Okay, what's the deal with QR? I'm starting with a matrix A. Let's make it two by two, a two by two. Okay, it's got a couple of columns. Can I draw them? So it's got a column there, that's its first column and it's got another column there, maybe that's not a very well conditioned matrix. Those are the columns of A. Plotted in the plane, two-space. Okay, so now the Gram-Schmidt idea is: out of those columns, get orthonormal columns. Get from A to Q. So the Gram-Schmidt idea is, out of these two vectors, two axes that are not at 90 degrees, produce vectors that are at 90 degrees. Actually, you can guess how you're going to do it. Let me say, okay, I'll settle for that direction, that can be my first direction, q_1. What should be q_2? If that direction is the right one for q_1 I say okay, I'll settle for that, what's the q_2 guy? Well, what am I going to do? I mean, Gram thought of it and Schmidt thought of it. Schmidt was a little later, but it wasn't, like that hard to think of it. What do you do here? Well, we know how to do projections from this least squares. What am I looking for? Subtract off the projection, right. Take the projection and subtract it off and be left with the component that's perpendicular. So this will be the q_1 direction and this will be, this guy e, what we called e, would tell me the q_2 direction. And then we could make those into unit vectors and we'd be golden.

And if we did that we would discover that the original a_1, a_2 and a_1, so this is the original first column, and the original second column, would be the good q_1 and the good q_2 times some matrix R. So here's our A=QR. It's your chance to see this second major factorization of linear algebra. LU being the first, QR being the second. So what's up? Well, compare first columns. First columns, I didn't change direction. So all I have is here is some scaling r_(1,1), zero. Some number times q_1 is a_1. That direction was fine. The second direction, q_2 and a_2, those involve also a_1. So there's an r_(1,2) and an r_(2,2) there. The point was, this came out triangular. And that's what makes things good. It came out triangular because of the order that Gram and Schmidt worked. Gram and Schmidt settled the first one in the first direction. Then they settled the first two in the first two directions. If we were in three dimensions, there'd be an a_3 somewhere here, coming out of the board. And then the q_3 would come straight out of the board. Right? If you just see that you've got Gram-Schmidt completely. a_1 is there. So is q_1. a_2 is there. I'm in the board still, in the plane of a_1 and a_2, is the plane of q_1 and q_2, I'm just getting right angles in. a_3, the third column in a three by three case, is coming out at some angle. I want q_3 to come out at a 90 degree angle. So that q_3 will involve some combination of all the a's. So if it was three by three, this would grow to q_1, q_2, q_3, and this would then have three guys in its third column. But maybe you see that picture.

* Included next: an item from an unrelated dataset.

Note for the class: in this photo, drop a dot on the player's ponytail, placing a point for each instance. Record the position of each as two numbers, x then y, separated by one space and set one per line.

So that's what Gram-Schmidt achieves. And I just can't let time run out without saying that this is a pretty good way. Actually, nobody thought there was a better one for centuries. But then a guy named Householder came up with a different way, and a numerically little better way. Numerically a little better way. So this is the Gram-Schmidt way. Can I just put those words up here? So there's the Gram-Schmidt, the classical Gram-Schmidt idea, which was what I described, was the easy one, easy to describe. And then there's a method called Householder, just named after him, that MATLAB would follow. That every good qr code now uses Householder matrices. It achieves the same results. And if I had a little bit more time I could draw a picture of what it does. But there you go. So that's my lecture on, my quick lecture on numerical linear algebra. These two essential points and I'll see you this afternoon. Let me bring those quiz questions down again, for any discussion about the quiz.